Bonus: "Tak så meget" is the Swedish way of saying Thanks (Tack så mycket). In Danish we'd say "Mange tak" =)


----------



## bicontinental

aparis2, do you have a specific sentence in mind that you could share with us?

I like Billebob's second suggestion, _hvis ikke det/det ikke kan være anderledes_ (literally _if it can't be any different_). Or you could say, _hvis det er strengt nødvendigt_ (if it's absolutely necessary), _hvis vi er hårdt presset_ (if [we're] hard pressed) or _hvis den er helt gal_ (if we're in too deep), just to mention a few other possibilities.

But...I can't think of a situation where I'd use _når det kommer til stykket_ (when it comes right down to it, when it really matters) for this particular English idiom.

Maybe we can be more helpful if we have the actual sentence to work with.

Bic.


----------



## Billebob

bicontinental said:


> But...I can't think of a situation where I'd use _når det kommer til stykket_ (when it comes right down to it, when it really matters) for this particular English idiom.
> 
> Maybe we can be more helpful if we have the actual sentence to work with.



EN "When push came to shove, we were always there for each other".
DA "Når det kom til stykket var vi der altid for hinanden"


----------



## bicontinental

This may be a difficult one to explain, but in my view there’s a difference here, albeit subtle:

_Når det kommer til stykket_ tells me how a situation is in reality, in essence, when you really consider the situation, when it comes right down to it… frequently this is in contrast to what people might have thought otherwise. _Politicians always promise the world, but when it comes right down to it they don’t follow through on their promises..._ (men når det kommer til stykket, i virkeligheden, når det gælder holder de alligevel ikke, hvad de har lovet.) Example inspired by ordnet.dk.   når det kommer til stykket — Den Danske Ordbog

That’s also how I interpret your example above in post #6.

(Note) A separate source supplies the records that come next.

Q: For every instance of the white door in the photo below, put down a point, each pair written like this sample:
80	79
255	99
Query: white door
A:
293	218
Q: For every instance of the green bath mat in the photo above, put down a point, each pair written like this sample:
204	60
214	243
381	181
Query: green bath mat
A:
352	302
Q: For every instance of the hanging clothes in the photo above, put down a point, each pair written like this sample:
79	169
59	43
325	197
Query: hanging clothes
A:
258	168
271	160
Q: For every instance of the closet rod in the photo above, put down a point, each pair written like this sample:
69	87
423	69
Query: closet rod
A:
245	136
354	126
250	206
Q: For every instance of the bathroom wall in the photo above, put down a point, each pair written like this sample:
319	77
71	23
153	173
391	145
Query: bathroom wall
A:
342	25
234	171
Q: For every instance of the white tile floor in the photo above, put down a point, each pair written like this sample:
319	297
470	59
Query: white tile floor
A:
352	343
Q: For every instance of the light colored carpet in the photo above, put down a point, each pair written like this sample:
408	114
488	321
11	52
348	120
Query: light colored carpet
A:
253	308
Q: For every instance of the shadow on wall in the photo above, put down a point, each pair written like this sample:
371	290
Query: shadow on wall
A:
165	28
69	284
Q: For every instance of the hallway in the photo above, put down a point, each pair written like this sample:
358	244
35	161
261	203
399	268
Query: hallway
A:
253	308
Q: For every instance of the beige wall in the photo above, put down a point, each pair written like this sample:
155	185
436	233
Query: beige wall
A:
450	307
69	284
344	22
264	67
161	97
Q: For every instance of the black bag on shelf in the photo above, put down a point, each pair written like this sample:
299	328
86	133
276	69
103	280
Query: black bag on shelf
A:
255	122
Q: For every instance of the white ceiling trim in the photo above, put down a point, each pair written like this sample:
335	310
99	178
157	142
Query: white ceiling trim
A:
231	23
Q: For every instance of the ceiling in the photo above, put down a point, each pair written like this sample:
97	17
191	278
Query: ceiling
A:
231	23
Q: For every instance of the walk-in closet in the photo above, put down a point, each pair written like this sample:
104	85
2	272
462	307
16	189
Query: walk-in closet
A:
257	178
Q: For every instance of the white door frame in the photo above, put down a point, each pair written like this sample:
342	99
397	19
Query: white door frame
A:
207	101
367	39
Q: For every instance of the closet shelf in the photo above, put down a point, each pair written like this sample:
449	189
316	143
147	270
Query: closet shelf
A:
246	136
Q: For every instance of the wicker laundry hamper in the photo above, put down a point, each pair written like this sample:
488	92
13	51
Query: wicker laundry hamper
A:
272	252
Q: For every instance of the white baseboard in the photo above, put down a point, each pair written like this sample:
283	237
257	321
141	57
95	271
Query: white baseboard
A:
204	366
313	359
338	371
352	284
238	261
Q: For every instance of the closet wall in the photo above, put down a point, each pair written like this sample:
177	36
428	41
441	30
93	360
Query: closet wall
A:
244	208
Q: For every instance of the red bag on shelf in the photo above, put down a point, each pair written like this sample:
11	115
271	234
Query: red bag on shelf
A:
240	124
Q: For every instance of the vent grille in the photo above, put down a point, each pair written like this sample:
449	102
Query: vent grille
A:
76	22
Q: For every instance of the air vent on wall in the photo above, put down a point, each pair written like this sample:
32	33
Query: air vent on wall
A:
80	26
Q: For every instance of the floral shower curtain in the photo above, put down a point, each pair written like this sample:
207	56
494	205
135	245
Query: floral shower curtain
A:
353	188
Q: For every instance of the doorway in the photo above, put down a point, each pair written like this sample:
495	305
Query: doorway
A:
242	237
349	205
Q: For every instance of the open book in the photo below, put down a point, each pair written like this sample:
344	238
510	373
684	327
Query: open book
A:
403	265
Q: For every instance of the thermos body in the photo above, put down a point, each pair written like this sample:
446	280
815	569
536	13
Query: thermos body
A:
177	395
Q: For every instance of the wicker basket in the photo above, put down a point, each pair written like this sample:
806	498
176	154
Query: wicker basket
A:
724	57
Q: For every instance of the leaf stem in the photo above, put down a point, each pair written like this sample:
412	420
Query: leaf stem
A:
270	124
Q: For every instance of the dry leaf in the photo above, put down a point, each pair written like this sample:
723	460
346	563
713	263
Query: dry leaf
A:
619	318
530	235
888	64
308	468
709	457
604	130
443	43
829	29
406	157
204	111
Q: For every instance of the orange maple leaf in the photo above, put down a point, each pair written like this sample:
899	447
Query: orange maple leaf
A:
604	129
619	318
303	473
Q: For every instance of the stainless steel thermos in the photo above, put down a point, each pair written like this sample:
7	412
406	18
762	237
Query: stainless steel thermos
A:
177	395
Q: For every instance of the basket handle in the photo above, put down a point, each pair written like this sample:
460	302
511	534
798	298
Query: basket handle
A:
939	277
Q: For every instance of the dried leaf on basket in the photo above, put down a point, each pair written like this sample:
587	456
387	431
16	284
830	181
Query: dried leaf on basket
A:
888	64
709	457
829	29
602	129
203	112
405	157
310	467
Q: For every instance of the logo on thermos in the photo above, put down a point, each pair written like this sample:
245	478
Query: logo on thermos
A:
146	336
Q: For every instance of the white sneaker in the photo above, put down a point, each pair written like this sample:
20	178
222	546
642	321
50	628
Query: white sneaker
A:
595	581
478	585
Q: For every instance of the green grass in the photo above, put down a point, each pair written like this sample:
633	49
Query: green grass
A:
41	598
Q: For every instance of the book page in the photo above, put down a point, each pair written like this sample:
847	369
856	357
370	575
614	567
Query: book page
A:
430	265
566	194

_When push comes to shove_: “if you say that something can be done if push comes to shove, you mean that it can be done if _the situation is so bad that you have to do it._” I think this is the meaning the OP wants to convey, i.e. “if we absolutely must, if there’s no other choice”

_Look, if push comes to shove we'll just have to sell the car_
if push comes to shove


I wouldn’t use _når det kommer til stykket_ in the above example, would you? (i.e. _hør engang, når det kommer til stykket, må vi bare sælge bilen ). _
[I'd suggest, _hvis det går helt galt, hvis det bliver nødvendigt, hvis ikke det kan være anderledes, må vi bare sælge bilen._]



But as I said above, it’s a lot easier to be helpful if we have a specific sentence example to work with…

Bic.


----------



## Beninu

Billebob said:


> EN "When push came to shove, we were always there for each other".
> DA "Når det kom til stykket var vi der altid for hinanden"


Or:
DA "Når det virkelig gjaldt, var vi der altid for hinanden".

I know this thread is old but I think this is worth mentioning. I saw someone mentioned "når det gælder" which is present tense, while "når det virkelig gjaldt" is past tense. "Virkelig" is just an adverb meaning "really" which brings the meaning closer to the that of the English idiom "When push comes to shove". (Reason: "When push comes to shove" as an idiom describes an extreme, hence the Danish adverb "virkelig")


----------



## PoulBA

EN "When push came to shove, we were always there for each other".
når det virkelig brændte på, var vi der altid for hinanden - should convey the meaning


----------